ROOT is proposing a new Deep Learning framework in the TMVA package. As part of the proposal, TMVA will support fast inference of pretrained neural network models, defined with the ONNX format. The ONNX format designed to be able to describe any model generated from mainstream Deep Learning Frameworks, such as Tensorflow, PyTorch, and MXNet. ONNX models are defined with operators, with each operator representing a fundamental operation on the tensor in the computational graph.

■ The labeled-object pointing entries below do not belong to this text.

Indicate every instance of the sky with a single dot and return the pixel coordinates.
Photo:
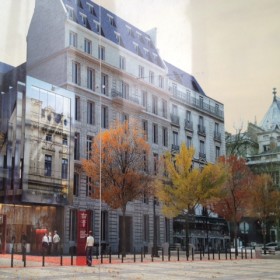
(230, 46)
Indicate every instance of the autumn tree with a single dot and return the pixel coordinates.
(264, 201)
(231, 200)
(181, 187)
(116, 166)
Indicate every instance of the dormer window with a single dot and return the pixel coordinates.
(70, 13)
(112, 20)
(136, 47)
(118, 38)
(91, 9)
(84, 19)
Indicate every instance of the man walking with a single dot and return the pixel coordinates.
(89, 248)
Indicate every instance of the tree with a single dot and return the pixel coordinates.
(264, 201)
(117, 164)
(180, 187)
(232, 198)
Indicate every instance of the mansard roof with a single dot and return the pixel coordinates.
(271, 119)
(179, 76)
(114, 29)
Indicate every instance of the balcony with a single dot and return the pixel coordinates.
(175, 120)
(121, 97)
(217, 136)
(188, 125)
(175, 148)
(201, 130)
(196, 103)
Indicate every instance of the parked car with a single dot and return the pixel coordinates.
(271, 245)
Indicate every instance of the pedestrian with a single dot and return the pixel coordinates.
(45, 244)
(89, 248)
(50, 243)
(56, 240)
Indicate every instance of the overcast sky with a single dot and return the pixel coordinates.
(230, 46)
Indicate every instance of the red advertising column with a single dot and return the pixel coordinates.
(83, 228)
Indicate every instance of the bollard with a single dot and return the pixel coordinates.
(61, 256)
(12, 257)
(134, 256)
(192, 254)
(169, 254)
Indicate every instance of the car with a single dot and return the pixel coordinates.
(271, 245)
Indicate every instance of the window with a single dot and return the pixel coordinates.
(90, 112)
(155, 133)
(160, 81)
(155, 164)
(201, 147)
(189, 141)
(65, 141)
(145, 162)
(164, 108)
(64, 168)
(48, 165)
(118, 38)
(112, 20)
(101, 52)
(125, 90)
(70, 13)
(146, 228)
(73, 39)
(144, 99)
(122, 62)
(154, 105)
(77, 108)
(145, 129)
(141, 72)
(77, 146)
(88, 186)
(217, 152)
(91, 9)
(175, 138)
(76, 184)
(90, 78)
(89, 146)
(104, 117)
(84, 19)
(88, 46)
(151, 77)
(164, 136)
(188, 116)
(49, 137)
(76, 72)
(104, 226)
(104, 84)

These operators range from the very simple and fundamental ones on tensor manipulation (such as “Concat”), to more complex ones like “BatchNormalization” and “LSTM”. Refer to this important document for a full list of definitions on ONNX operators.

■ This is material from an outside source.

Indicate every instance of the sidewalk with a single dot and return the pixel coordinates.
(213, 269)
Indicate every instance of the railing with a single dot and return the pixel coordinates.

This GSoC project proposes to implement a subset of these ONNX operators for TMVA in C++, focusing on Tensor Manipulation and basic Machine Learning operations, with an extension to collaborate with the other GSoC student for TMVA to implement more complex RNN-related operators.
- On the first stage, implement ONNX operators for crucial tensor manipulation operations. These are numpy-like operators, including “Clip”, “Compress”, “Concat”, “Expand”, “Flatten”, “Gather”, “OneHot”, “Reshape”, “Scatter”, “Shape”, “Split”, “Size”, “Slice”, “Squeeze”, “Tile”, “Transpose”, “Unsqueeze”, and “Where”.

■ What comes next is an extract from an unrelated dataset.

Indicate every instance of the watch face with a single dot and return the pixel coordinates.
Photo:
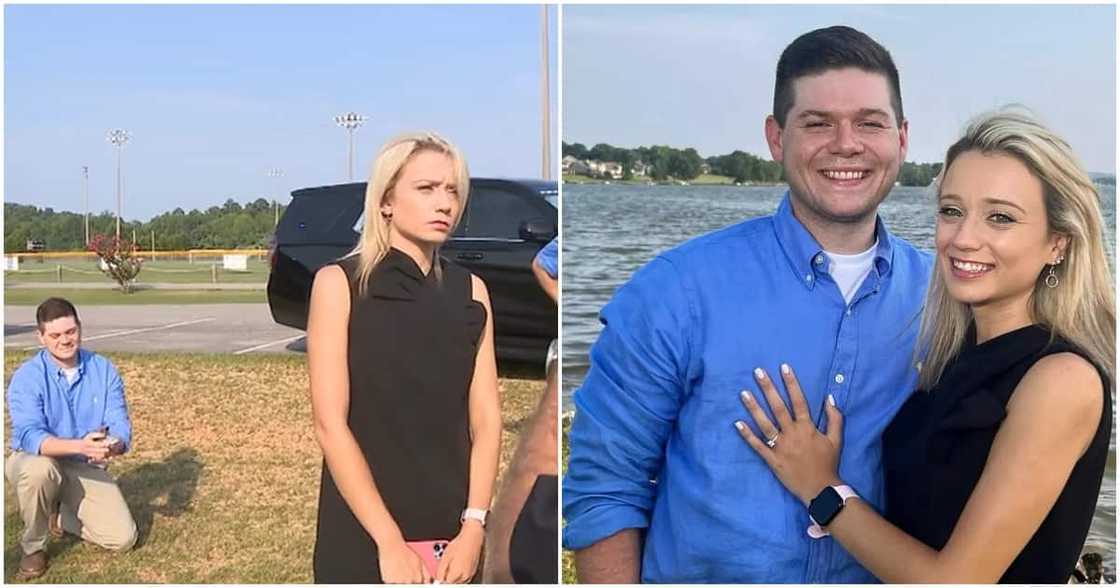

- Next, depending on the student’s progress, further implement a small selected subset of basic Deep Learning operators. For example, these could be (but are not limited to) “LpNormalization”, “InstanceNormalization” and “Selu”.
- Finally, in collaboration with the other GSoC student working on the sister project “Development of LSTM and GRU layers in TMVA”, implement Deep Learning operators “GRU”, “LSTM” and “RNN” as well as supporting operators “StringNormalizer” and “TfIdfVectorizer”.
- Provide unit testing for the operators implemented.
- Profile and benchmark the performance of the operators implemented.
- Efficient implementation of ONNX operators on Tensor Manipulation and basic Deep Learning operations.
- Implementation of the RNN-related operators in teamwork.
- Benchmark of the performance of the operators against numpy and major Deep Learning Frameworks.
C++ skills and knowledge of basic Machine Learning concepts, experience with large scale software development and low-level implementation of fundamental Data Science and Machine Learning operations is a plus.